You don’t need to look far for stories and jokes about horrific in-laws. Mother-in-law jokes are so commonplace they’re tiring, not to mention horribly sexist and demeaning. It’s so cliché that I feel guilty admitting to it… but I am having issues getting along with the in-laws.
We didn’t have the wedding that my mother in-law wanted us to have — it was quick, cheap, fun, and fast. In other words everything that we wanted it to be, but not everything that my conservative, traditional mother-in-law was either expecting or desiring.
I took as much of this as I could within my good graces, deflecting her suggestions with as much kindness as I could muster. All of this with the hope that she would settle down after the wedding, and we could then begin to develop a normal adult relationship — one that wasn’t based on attack and defense. Needless to say, this didn’t happen.

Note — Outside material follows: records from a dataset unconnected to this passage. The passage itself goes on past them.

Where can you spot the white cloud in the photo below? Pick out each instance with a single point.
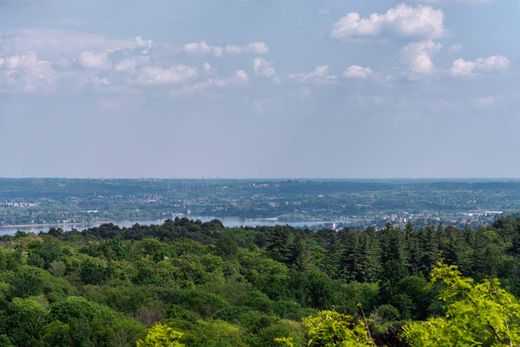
(92, 60)
(198, 48)
(456, 47)
(239, 77)
(157, 76)
(487, 101)
(421, 22)
(417, 57)
(203, 48)
(319, 74)
(492, 64)
(30, 59)
(26, 72)
(263, 67)
(357, 72)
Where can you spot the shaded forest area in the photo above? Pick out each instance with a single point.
(200, 284)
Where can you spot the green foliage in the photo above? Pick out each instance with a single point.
(476, 314)
(161, 335)
(330, 328)
(254, 286)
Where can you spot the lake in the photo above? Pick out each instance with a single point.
(227, 221)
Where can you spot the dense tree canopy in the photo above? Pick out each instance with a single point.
(199, 284)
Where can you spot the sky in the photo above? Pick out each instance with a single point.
(259, 88)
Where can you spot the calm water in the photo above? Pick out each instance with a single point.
(227, 221)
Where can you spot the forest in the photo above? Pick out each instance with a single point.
(189, 283)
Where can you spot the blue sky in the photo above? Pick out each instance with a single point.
(259, 88)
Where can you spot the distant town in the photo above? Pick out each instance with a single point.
(313, 203)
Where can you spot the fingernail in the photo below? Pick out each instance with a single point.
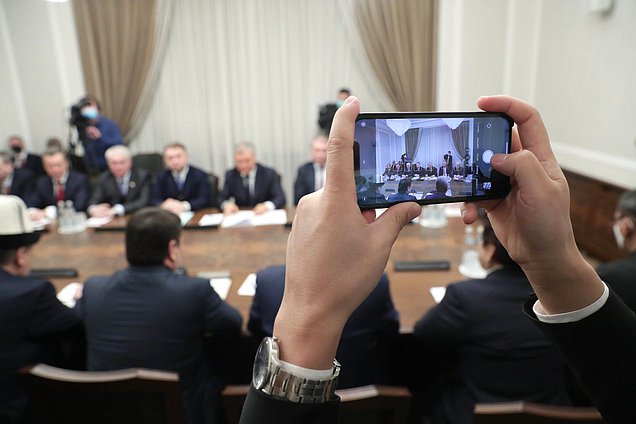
(499, 158)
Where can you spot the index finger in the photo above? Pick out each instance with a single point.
(340, 149)
(534, 136)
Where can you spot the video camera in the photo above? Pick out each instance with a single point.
(77, 119)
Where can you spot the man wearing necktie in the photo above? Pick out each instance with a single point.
(311, 176)
(250, 184)
(121, 189)
(59, 184)
(181, 187)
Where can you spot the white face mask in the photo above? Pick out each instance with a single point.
(618, 235)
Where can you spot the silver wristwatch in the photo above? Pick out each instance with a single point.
(269, 377)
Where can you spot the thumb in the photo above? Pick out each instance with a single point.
(391, 222)
(523, 166)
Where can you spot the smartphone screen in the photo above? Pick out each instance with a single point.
(429, 157)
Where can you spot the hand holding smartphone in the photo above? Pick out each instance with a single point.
(429, 158)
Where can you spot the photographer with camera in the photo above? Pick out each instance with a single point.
(96, 132)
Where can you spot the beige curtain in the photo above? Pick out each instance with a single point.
(121, 45)
(399, 38)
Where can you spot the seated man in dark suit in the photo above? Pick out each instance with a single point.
(442, 189)
(498, 354)
(430, 170)
(60, 184)
(18, 182)
(311, 176)
(149, 316)
(619, 275)
(122, 189)
(403, 192)
(250, 184)
(181, 187)
(22, 159)
(373, 323)
(32, 318)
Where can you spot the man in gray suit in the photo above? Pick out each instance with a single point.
(122, 188)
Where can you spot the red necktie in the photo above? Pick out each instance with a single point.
(60, 191)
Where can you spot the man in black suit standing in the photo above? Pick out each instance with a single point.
(498, 354)
(181, 187)
(372, 324)
(31, 316)
(59, 184)
(150, 316)
(311, 176)
(448, 158)
(22, 159)
(250, 184)
(619, 275)
(122, 189)
(18, 182)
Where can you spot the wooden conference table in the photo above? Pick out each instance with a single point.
(245, 250)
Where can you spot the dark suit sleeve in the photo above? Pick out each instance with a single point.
(300, 187)
(97, 192)
(390, 316)
(601, 351)
(49, 315)
(159, 190)
(226, 193)
(200, 196)
(142, 190)
(263, 409)
(80, 198)
(277, 196)
(220, 317)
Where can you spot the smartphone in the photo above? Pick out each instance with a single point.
(429, 158)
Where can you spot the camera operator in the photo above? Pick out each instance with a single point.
(96, 132)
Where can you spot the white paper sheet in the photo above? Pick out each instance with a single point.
(249, 218)
(438, 293)
(211, 219)
(221, 286)
(94, 222)
(67, 294)
(248, 288)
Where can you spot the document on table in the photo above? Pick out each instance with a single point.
(438, 293)
(67, 295)
(249, 218)
(95, 222)
(185, 217)
(221, 281)
(211, 220)
(248, 288)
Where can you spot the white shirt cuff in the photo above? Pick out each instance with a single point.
(307, 373)
(119, 209)
(571, 316)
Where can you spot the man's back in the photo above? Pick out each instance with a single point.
(499, 354)
(619, 276)
(151, 317)
(373, 322)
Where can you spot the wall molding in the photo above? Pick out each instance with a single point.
(600, 166)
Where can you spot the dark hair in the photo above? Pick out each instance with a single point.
(627, 203)
(148, 235)
(441, 185)
(501, 255)
(7, 255)
(404, 185)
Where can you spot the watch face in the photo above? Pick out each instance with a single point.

This is hardly a unique situation; many people struggle to form cohesive, happy relationships with their in-laws. My husband is hardly best buddies with my own mother. But where he has been blessed with an easy-going personality and the ability to make small talk with everyone he meets, my own social skills leave a lot to be desired and I find family gatherings much more challenging than he does. I need to continually bite my tongue, through fear of saying something that I might regret later, and for me it seems to take more and more effort to remain unprovoked.
My husband being an only child contributes to this, of course — she is very clingy and protective of him. It took me too long to realize that she feels she’s lost part of her son to me. I needed to be more sympathetic to the fact that they are no longer as close as she would like them to be, and I obviously have played a role in that.
Whether I like it or not, these people are now members of my family, and family is important to me. I needed to learn techniques to help me deal with her in a kind and considerate manner, without exploding with internalized stress. For me, the following things have helped:
- Be aware that you might not be the in-law they were expecting either. My mother-in-law buys Christmas presents for the daughter-in-law she wishes she had. Instead of getting upset, have the patience to thank her kindly for thinking of you.
- Don’t let the little things wind you up. It irritates me when she paws at my husband’s appearance, but it is his job to tell her to stop it if he wants, not mine.
- Don’t be a pushover, but don’t be rude either. Try and find the middle road between the two. Shut down the insidious remarks firmly, but be open to friendly suggestions which might get lost or misinterpreted along the way.
- Find common ground. Talking about my husband works for us — after all he is the thing that has brought us together. Which is something I can hope we can bond over in the future.
Nothing would make me happier than eventually considering my mother-in-law as a friend, as well as my husband’s mother. And it’s up to me to keep working on developing the relationship. I’ve only been married a year, there are miles to go… and we’ll all be happier in the long run if we can just get along.
Any further techniques or ideas that you all use to get along with your in-laws?